C'était dans cette pièce que le tsar passait le plus clair de son temps, avec une montagne de paperasserie. Les lunettes permettaient déjà de résoudre des problèmes de vue !
La chambre à coucher
La chambre était toujours un lieu hautement protégé. Le postelnichy, un serviteur particulier, s'occupait uniquement de sa gestion, du linge et du service des gardes qui veillaient sur la protection du souverain pendant son sommeil.
La krestovaya
Cette pièce de la Croix était en fait un oratoire, directement attenant à la chambre.
La salle de classe
Ce n'est pas dans ce cadre-là que je fais cours ! C'était évidemment une salle pour les enfants du tsar et leur professeur privé.
Le livre de lecture de l'époque, pour apprendre les lettres. C'était une sérieuse innovation, car jusque-là, on s'était contenté d'apprendre à lire avec des Bibles. Pas d'inquiétude pour autant, l'apprentissage des textes religieux représentait une large partie de l'enseignement.
Le bureau de Fedo Alexeïevich
Le neuvième enfant du tsar Alexeï fut soudainement poussé vers le trône à la mort inopinée de son frère, Alexeï Alexeïevich.
Il opéra d'importantes réformes fiscales et judiciaires mais était aussi un artiste qui écrivait des poèmes, composait de la musique, était reconnu comme un expert en architecture.

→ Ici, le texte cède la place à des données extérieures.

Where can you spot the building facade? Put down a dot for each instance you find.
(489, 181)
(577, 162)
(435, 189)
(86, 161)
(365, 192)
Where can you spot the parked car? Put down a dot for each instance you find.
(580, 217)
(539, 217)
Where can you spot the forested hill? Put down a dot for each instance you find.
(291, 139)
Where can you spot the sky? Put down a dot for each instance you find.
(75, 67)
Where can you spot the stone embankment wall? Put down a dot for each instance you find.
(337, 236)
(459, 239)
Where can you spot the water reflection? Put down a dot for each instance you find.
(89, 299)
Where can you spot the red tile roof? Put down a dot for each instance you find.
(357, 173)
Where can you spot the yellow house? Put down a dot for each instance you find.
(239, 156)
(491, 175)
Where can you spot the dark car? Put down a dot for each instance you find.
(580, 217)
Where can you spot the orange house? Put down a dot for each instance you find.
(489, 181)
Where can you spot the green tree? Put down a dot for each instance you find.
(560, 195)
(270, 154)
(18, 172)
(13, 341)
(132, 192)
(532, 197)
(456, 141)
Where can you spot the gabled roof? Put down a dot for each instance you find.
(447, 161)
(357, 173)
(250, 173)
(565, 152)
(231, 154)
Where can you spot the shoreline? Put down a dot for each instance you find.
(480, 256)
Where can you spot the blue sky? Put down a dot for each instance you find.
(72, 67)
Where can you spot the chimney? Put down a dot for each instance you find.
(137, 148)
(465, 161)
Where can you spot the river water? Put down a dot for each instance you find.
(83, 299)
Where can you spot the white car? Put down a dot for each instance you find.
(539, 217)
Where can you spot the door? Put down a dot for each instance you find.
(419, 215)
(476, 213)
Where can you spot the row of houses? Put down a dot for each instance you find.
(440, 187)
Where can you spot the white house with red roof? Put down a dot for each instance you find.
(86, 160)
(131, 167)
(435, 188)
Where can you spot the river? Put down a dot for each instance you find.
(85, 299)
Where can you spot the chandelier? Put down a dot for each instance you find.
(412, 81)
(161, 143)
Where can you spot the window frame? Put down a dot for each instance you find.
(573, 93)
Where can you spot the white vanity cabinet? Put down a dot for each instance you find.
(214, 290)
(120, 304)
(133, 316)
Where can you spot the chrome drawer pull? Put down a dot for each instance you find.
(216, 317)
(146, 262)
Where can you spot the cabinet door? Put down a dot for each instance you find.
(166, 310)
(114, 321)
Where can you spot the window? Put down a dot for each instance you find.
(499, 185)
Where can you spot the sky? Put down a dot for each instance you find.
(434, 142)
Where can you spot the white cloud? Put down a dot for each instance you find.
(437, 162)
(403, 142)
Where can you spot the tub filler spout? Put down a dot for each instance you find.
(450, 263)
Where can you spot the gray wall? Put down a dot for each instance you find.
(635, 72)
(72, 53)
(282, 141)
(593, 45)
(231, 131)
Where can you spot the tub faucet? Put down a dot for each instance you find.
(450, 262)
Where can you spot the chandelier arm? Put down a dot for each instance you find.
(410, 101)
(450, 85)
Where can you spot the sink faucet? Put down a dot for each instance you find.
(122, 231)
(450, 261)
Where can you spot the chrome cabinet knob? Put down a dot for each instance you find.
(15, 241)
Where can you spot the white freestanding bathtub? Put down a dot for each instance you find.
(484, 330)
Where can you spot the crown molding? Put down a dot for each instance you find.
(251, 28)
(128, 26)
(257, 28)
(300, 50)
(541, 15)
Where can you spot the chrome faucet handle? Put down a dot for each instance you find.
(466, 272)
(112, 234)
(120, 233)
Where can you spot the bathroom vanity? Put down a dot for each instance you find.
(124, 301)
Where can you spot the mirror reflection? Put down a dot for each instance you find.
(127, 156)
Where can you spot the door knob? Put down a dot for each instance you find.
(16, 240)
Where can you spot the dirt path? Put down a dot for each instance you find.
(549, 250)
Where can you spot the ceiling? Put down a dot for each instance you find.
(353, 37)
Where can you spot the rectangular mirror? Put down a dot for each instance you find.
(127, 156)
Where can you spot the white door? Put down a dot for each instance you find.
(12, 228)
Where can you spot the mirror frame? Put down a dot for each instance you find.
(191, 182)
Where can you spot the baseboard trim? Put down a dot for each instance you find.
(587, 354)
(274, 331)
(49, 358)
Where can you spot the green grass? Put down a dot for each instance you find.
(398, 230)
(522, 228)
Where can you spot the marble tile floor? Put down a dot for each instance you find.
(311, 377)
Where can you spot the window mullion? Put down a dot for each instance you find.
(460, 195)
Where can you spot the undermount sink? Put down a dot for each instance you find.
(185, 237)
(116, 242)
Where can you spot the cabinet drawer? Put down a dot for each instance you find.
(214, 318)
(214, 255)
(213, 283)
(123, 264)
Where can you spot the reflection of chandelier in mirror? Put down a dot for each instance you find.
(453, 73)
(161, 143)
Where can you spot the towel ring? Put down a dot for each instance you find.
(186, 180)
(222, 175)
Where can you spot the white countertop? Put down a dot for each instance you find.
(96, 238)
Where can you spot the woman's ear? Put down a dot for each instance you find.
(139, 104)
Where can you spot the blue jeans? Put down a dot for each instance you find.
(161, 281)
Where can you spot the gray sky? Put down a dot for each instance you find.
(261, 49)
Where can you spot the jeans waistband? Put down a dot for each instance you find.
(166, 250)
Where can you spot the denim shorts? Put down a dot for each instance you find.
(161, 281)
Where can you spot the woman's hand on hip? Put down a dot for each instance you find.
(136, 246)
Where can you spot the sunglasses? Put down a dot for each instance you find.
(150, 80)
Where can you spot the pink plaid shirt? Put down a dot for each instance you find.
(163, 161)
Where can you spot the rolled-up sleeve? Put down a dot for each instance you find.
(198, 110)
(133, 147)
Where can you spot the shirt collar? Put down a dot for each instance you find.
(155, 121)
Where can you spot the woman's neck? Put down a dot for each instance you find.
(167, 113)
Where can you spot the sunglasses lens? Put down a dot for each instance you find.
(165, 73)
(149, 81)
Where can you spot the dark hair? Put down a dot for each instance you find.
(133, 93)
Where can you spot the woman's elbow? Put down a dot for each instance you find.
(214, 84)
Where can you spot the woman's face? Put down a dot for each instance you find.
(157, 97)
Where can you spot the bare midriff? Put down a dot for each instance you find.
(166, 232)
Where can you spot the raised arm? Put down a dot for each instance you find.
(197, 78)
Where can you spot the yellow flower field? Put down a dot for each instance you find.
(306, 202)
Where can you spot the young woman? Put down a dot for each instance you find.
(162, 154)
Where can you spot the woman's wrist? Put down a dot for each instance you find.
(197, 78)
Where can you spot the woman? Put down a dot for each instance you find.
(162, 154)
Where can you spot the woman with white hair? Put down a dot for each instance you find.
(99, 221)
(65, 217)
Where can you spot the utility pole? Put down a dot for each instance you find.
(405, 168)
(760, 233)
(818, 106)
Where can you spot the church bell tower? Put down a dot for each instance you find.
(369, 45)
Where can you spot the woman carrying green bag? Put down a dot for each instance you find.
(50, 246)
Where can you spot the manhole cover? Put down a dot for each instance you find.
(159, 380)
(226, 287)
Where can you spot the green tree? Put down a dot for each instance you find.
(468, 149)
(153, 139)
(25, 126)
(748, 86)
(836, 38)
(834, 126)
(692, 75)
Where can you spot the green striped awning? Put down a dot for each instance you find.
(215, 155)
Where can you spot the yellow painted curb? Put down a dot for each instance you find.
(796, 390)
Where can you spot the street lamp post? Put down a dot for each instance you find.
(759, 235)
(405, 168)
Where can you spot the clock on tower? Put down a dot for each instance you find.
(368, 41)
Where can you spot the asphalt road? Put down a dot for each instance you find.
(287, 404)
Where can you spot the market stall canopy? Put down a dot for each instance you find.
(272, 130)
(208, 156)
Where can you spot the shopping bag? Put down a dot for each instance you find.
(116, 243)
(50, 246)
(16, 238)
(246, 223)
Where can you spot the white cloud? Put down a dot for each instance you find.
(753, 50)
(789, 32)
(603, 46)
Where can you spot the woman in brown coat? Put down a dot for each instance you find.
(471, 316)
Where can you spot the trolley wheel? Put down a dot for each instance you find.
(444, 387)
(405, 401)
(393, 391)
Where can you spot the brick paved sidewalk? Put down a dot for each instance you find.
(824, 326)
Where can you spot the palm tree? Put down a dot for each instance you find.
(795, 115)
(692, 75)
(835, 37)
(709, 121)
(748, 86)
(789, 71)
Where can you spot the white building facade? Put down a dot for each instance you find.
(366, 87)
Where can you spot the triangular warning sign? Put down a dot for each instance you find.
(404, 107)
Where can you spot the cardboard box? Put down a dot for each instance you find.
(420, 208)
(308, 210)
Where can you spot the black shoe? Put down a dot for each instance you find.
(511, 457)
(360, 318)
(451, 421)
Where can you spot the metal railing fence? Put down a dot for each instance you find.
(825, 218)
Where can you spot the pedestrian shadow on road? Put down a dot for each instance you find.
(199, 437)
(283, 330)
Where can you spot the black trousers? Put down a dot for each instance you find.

Un humaniste.
Le bureau de Pierre le Grand
Pierre le Grand est partout à Kolomenskoye où on a déplacé deux des cabanes qu'il a habitées loin de Moscou !
Pierre I fit entrer de force son pays dans la modernité en lui imposant de se conformer au modèle européen. Un bourreau de travail qui n'hésita pas à aller espionner les procédés de fabrication en se faisant charpentier en Hollande (c'est le sujet de Zar und Zimmermann, vu à Vienne en octobre). C'était aussi un homme implacable, sans pitié devant son entourage qui n'approuvait pas ses vues, dont sa sœur, sa femme et son fils.
Le milnya
Il faut descendre au niveau inférieur pour voir ce beau sauna avec un énorme baquet, procédé toujours très en vigueur en Russie. Les gens ont souvent dans leur datcha un banya et plusieurs bâtiments officiels fonctionnent à plein temps à Moscou.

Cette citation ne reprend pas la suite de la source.